Costa Rica, Nicaragua at odds over border dispute
Costa Rica and Nicaragua are at odds over a border dispute, with a 48-hour ultimatum issued by Costa Rican President Laura Chinchilla on the issue set to expire Thursday, dpa reported.
The Nicaraguan government sent troops to the border last week. The river San Juan, which marks the common border, is acknowledged by both sides to belong to Nicaragua. However, Nicaraguan troops stationed themselves on Calero Island, which Costa Rica claims as its own, and planted their flag there.
Chinchilla has insisted that this is an unacceptable occupation of Costa Rican land, and has demanded that Nicaragua withdraw its troops.
The Organization of American States (OAS) is to meet Thursday to discuss the issue. OAS Secretary General Jose Miguel Insulza visited both countries from Friday to Monday and also flew over the area in dispute, to brace his mediation efforts.
Costa Rica is one of only a few countries around the world that have no Armed Forces.

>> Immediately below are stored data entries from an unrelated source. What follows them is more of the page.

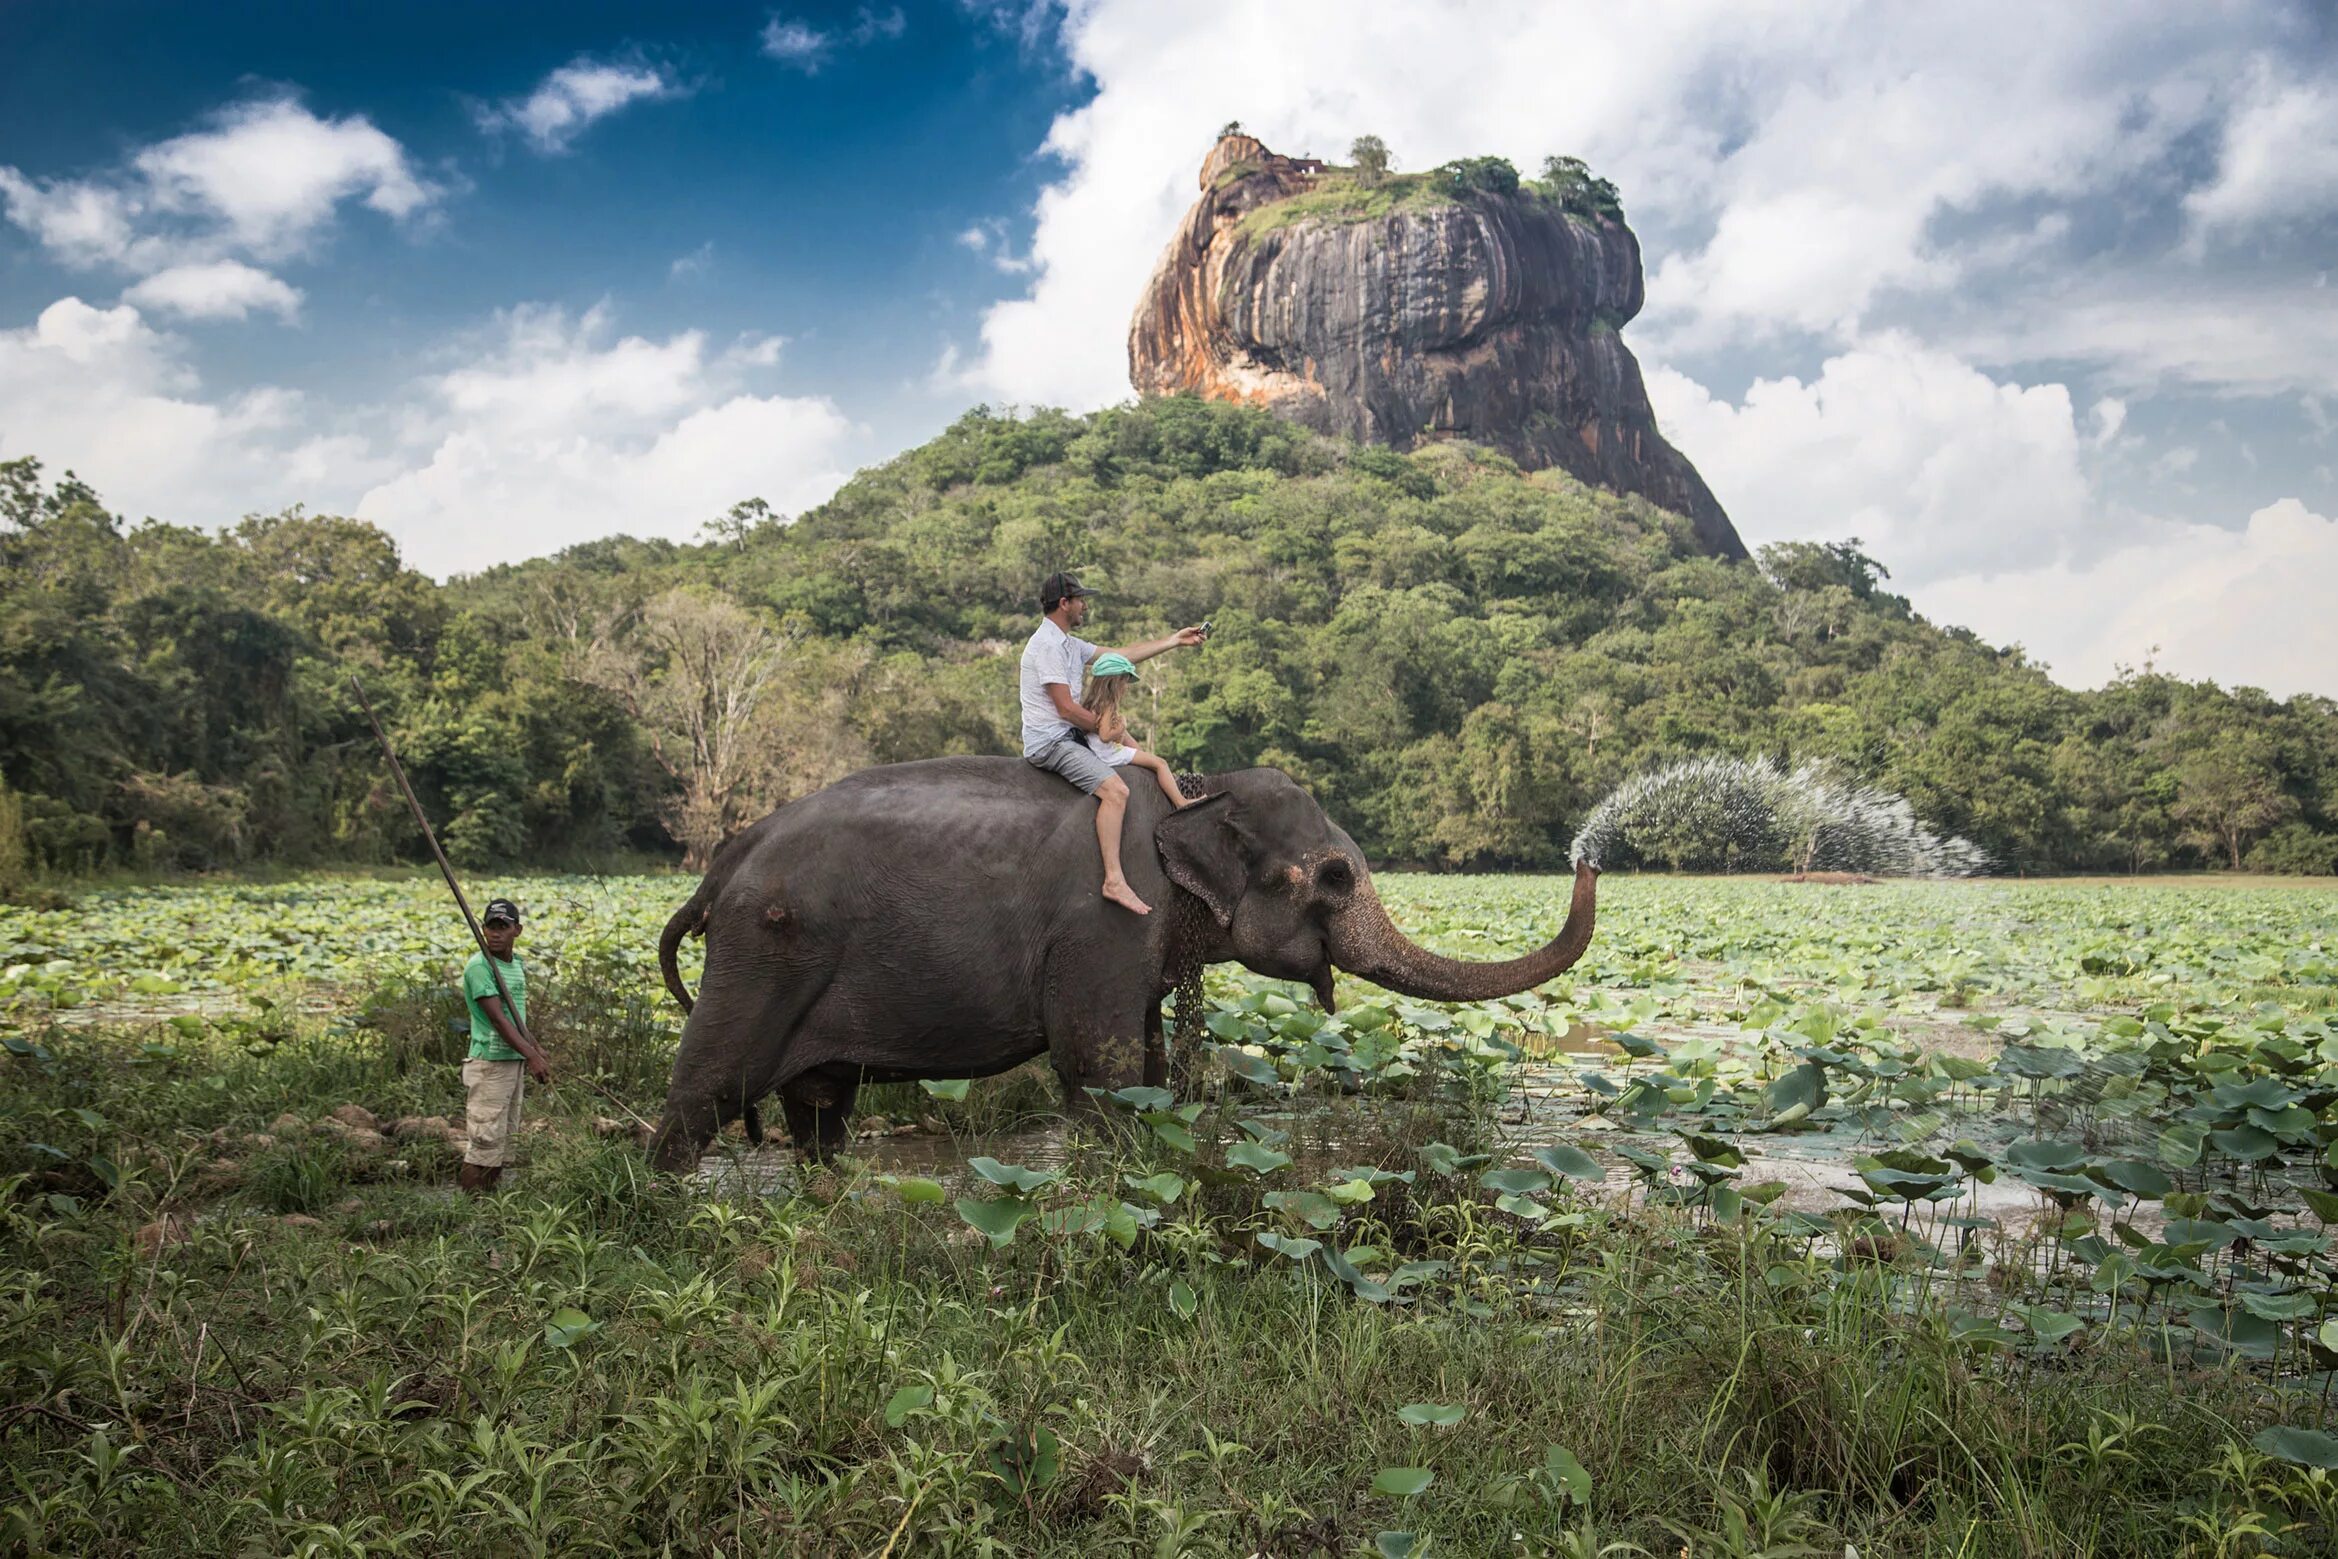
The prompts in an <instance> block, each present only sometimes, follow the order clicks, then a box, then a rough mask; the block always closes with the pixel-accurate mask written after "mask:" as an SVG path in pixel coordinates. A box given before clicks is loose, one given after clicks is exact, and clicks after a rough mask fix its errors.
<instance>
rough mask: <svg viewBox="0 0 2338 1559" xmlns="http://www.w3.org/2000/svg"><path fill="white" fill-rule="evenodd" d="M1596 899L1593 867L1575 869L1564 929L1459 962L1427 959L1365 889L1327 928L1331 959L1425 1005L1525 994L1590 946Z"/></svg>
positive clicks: (1434, 958)
mask: <svg viewBox="0 0 2338 1559" xmlns="http://www.w3.org/2000/svg"><path fill="white" fill-rule="evenodd" d="M1597 900H1599V867H1592V865H1578V867H1576V895H1573V902H1571V905H1569V907H1566V923H1564V926H1559V935H1555V937H1552V940H1550V942H1548V944H1545V947H1541V949H1538V951H1531V954H1527V956H1522V958H1510V961H1506V963H1466V961H1461V958H1445V956H1443V954H1433V951H1429V949H1426V947H1422V944H1419V942H1414V940H1412V937H1407V935H1405V933H1400V930H1398V928H1396V923H1393V921H1389V912H1386V909H1384V907H1382V902H1379V895H1377V893H1372V888H1370V886H1365V888H1363V891H1358V893H1356V900H1354V905H1351V907H1349V909H1347V914H1342V916H1340V921H1335V923H1333V928H1330V956H1333V963H1337V965H1340V968H1342V970H1347V972H1349V975H1361V977H1363V979H1370V982H1372V984H1377V986H1386V989H1391V991H1396V993H1398V996H1419V998H1426V1000H1492V998H1496V996H1517V993H1520V991H1531V989H1534V986H1538V984H1543V982H1545V979H1555V977H1557V975H1564V972H1566V970H1569V968H1573V963H1576V958H1580V956H1583V949H1585V947H1590V940H1592V919H1595V914H1597Z"/></svg>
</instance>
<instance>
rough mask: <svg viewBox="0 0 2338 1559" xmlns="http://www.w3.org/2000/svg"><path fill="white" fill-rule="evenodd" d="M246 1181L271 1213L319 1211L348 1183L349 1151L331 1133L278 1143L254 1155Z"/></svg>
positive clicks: (335, 1196) (256, 1200) (335, 1198)
mask: <svg viewBox="0 0 2338 1559" xmlns="http://www.w3.org/2000/svg"><path fill="white" fill-rule="evenodd" d="M245 1185H250V1192H253V1199H255V1201H257V1204H260V1206H264V1208H269V1211H271V1213H306V1215H316V1213H323V1211H325V1208H330V1206H332V1204H334V1201H339V1199H341V1192H344V1190H346V1187H348V1155H346V1152H344V1148H341V1143H337V1141H334V1138H330V1136H318V1138H306V1141H299V1143H276V1145H274V1148H267V1150H264V1152H262V1155H260V1157H257V1159H253V1169H250V1178H248V1180H245Z"/></svg>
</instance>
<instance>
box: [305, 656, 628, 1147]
mask: <svg viewBox="0 0 2338 1559" xmlns="http://www.w3.org/2000/svg"><path fill="white" fill-rule="evenodd" d="M348 690H351V692H353V694H358V708H362V711H365V720H367V725H372V727H374V741H379V743H381V755H383V757H386V760H390V776H393V778H395V781H397V790H400V795H404V797H407V809H409V811H414V823H416V827H421V830H423V839H426V841H428V844H430V855H433V860H437V862H440V876H444V879H447V891H449V893H454V902H456V909H461V912H463V923H465V926H470V940H472V942H477V944H479V958H482V961H486V977H489V979H493V982H496V996H500V998H503V1014H505V1017H507V1019H512V1028H517V1031H519V1038H524V1040H526V1042H528V1045H535V1035H533V1033H528V1026H526V1021H524V1019H521V1017H519V1007H517V1005H512V991H510V989H507V986H505V984H503V970H498V968H496V954H491V951H486V933H484V930H479V916H475V914H472V912H470V900H468V898H463V884H458V881H456V879H454V865H451V862H449V860H447V851H442V848H440V841H437V830H433V827H430V818H428V816H426V813H423V804H421V797H416V795H414V783H411V781H407V767H404V764H402V762H397V748H393V746H390V734H388V732H383V729H381V715H376V713H374V701H372V699H367V697H365V683H360V680H358V673H355V671H351V673H348ZM584 1082H587V1087H592V1089H594V1092H599V1094H601V1096H603V1099H608V1101H610V1103H613V1106H617V1108H620V1110H624V1113H627V1115H634V1122H636V1124H643V1127H648V1124H650V1122H645V1120H641V1115H636V1113H634V1108H631V1106H629V1103H624V1101H622V1099H617V1096H615V1094H613V1092H608V1089H606V1087H601V1082H599V1080H596V1078H584Z"/></svg>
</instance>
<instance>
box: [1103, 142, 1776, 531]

From Isla Calero, a wild area of some 150 square kilometres, Nicaraguan forces are dredging the river bed, in order to allow cruise liners through in the future. Beyond territorial issues, Costa Rica denounces that these actions are harmful to the environment.
In an interview Wednesday with CNN en Espanol, Chinchilla declared her willingness to discuss border complaints with Nicaragua, but demanded as a prerequisite that Managua withdraw its forces from the are in dispute "as a sign of good will." Otherwise, she stressed, no talks would be possible.
However, no end appeared to be in sight. The Nicaraguan National Assembly was to meet later Wednesday in the southern province of San Carlos, adjacent to the area in dispute, with a view to granting additional funds for military border surveillance in the region.